Without adequate explanation or addressing a pending discovery motion, the district court dismissed this case for lack of diversity jurisdiction. We vacate and remand.
After she sustained an injury while in their care, Mary Elizabeth Cooper sued Glen Oaks Healthcare LLC ("Glen Oaks") and Viviant Care Management in federal court. Invoking diversity jurisdiction, Cooper alleged that she is a Tennessee citizen and that both defendants are citizens of New York. See 28 U.S.C. § 1332.
Defendants challenged Cooper's citizenship allegations. As a limited liability company ("LLC"), Glen Oaks shares the citizenship of its members and sub-members. Akno 1010 Mkt. St. St. Louis Mo. LLC v. Pourtaghi, 43 F.4th 624, 626 (6th Cir. 2022). Cooper alleged that Glen Oaks's sole member is Samuel Goldner, a citizen of New York. However, defendants contended that Glen Oaks's sole member is BTGO Healthcare Holdings, LLC ("BTGO"). And BTGO, they say, is a citizen of Tennessee because one of its members is a Tennessee citizen. Defendants backed that assertion with two affidavits and moved to dismiss for lack of subject-matter jurisdiction.
Cooper opposed. Although she conceded that BTGO is a Tennessee citizen, Cooper continued to argue that Samuel Goldner is Glen Oaks's sole member and submitted paperwork from the Tennessee Secretary of State supporting her claim. She also moved for jurisdictional discovery. The district court held a hearing, declined to rule on the motions, and asked defendants to submit additional documents. So defendants filed BTGO's LLC Agreement and several papers showing BTGO's membership and a financial relationship between BTGO and Glen Oaks. Shortly thereafter, the district court dismissed the suit in a one-page order. The order did not address Cooper's discovery motion or discuss her submissions.
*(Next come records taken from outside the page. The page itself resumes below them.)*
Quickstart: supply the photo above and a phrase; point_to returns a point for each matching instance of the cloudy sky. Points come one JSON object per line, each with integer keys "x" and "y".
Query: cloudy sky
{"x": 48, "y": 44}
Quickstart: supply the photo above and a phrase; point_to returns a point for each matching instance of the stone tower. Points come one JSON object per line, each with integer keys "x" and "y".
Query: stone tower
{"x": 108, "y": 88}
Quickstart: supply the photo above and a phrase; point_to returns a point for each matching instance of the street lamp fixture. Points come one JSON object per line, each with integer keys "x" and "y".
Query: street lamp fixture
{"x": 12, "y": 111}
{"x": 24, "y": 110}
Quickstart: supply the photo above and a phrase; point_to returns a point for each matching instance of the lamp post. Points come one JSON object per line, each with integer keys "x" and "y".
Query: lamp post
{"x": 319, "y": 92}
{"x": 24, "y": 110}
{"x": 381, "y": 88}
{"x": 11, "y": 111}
The district court's order is too brief to allow for appellate review. First, the order makes no mention of the motion for jurisdictional discovery. District courts have discretion to decide whether jurisdictional discovery is needed. Hohman v. Eadie, 894 F.3d 776, 781 (6th Cir. 2018). But to receive deference, a district court still must explain its ruling. C.H. ex rel. Shields v. United States, 818 Fed.Appx. 481, 484 (6th Cir. 2020) (holding that a court abuses its discretion when it denies jurisdictional discovery arbitrarily); see, e.g., Geier v. Sundquist, 372 F.3d 784, 791 (6th Cir. 2004) (A court abuses its discretion when it "fails to explain its reasoning adequately."). For example, courts may-and typically do-consider the likely usefulness of the requested discovery, the moving party's diligence, or the opposing party's cooperativeness. See, e.g., C.H. ex rel. Shields, 818 Fed.Appx. at 484; Dowling v. Cleveland Clinic Found., 593 F.3d 472, 478 (6th Cir. 2010). Here, though, the district court failed to address the plaintiff's motion at all.
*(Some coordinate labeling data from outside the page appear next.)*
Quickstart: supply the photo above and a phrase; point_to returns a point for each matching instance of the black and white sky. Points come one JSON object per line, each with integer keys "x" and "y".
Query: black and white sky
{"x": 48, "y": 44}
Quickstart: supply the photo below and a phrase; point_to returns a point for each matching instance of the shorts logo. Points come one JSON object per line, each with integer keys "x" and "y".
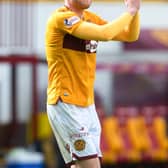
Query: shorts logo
{"x": 79, "y": 144}
{"x": 71, "y": 21}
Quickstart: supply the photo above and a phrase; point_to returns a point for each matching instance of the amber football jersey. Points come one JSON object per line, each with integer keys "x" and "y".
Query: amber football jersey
{"x": 71, "y": 61}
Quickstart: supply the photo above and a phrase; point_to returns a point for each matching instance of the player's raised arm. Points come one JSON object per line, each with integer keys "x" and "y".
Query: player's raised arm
{"x": 110, "y": 30}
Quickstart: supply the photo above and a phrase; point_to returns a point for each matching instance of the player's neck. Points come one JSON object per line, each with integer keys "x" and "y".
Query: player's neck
{"x": 79, "y": 12}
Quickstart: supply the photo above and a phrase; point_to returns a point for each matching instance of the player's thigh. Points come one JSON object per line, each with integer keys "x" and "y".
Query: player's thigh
{"x": 88, "y": 163}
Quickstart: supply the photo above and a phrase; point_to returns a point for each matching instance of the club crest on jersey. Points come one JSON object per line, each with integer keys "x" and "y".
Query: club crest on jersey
{"x": 71, "y": 21}
{"x": 91, "y": 46}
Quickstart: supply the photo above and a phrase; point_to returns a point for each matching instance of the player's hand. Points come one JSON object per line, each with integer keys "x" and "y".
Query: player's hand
{"x": 132, "y": 6}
Second, the order doesn't adequately explain its rationale for dismissal. The record contains a factual dispute about whether jurisdiction exists. Compare R. 24; R. 24-1, Pg. ID 267; and R. 24-2, Pg. ID 274, with R. 25; R. 29; R. 31; and R. 34. When such a dispute exists, a district court may weigh evidence and make factual findings. See Amburgey v. United States, 733 F.3d 633, 636 (6th Cir. 2013). But the district court made no findings, and if it weighed evidence, it does not say. Instead, it merely dismissed the action without addressing Cooper's submissions or reconciling them with the defendants' filings.
Accordingly, we vacate and remand for further proceedings.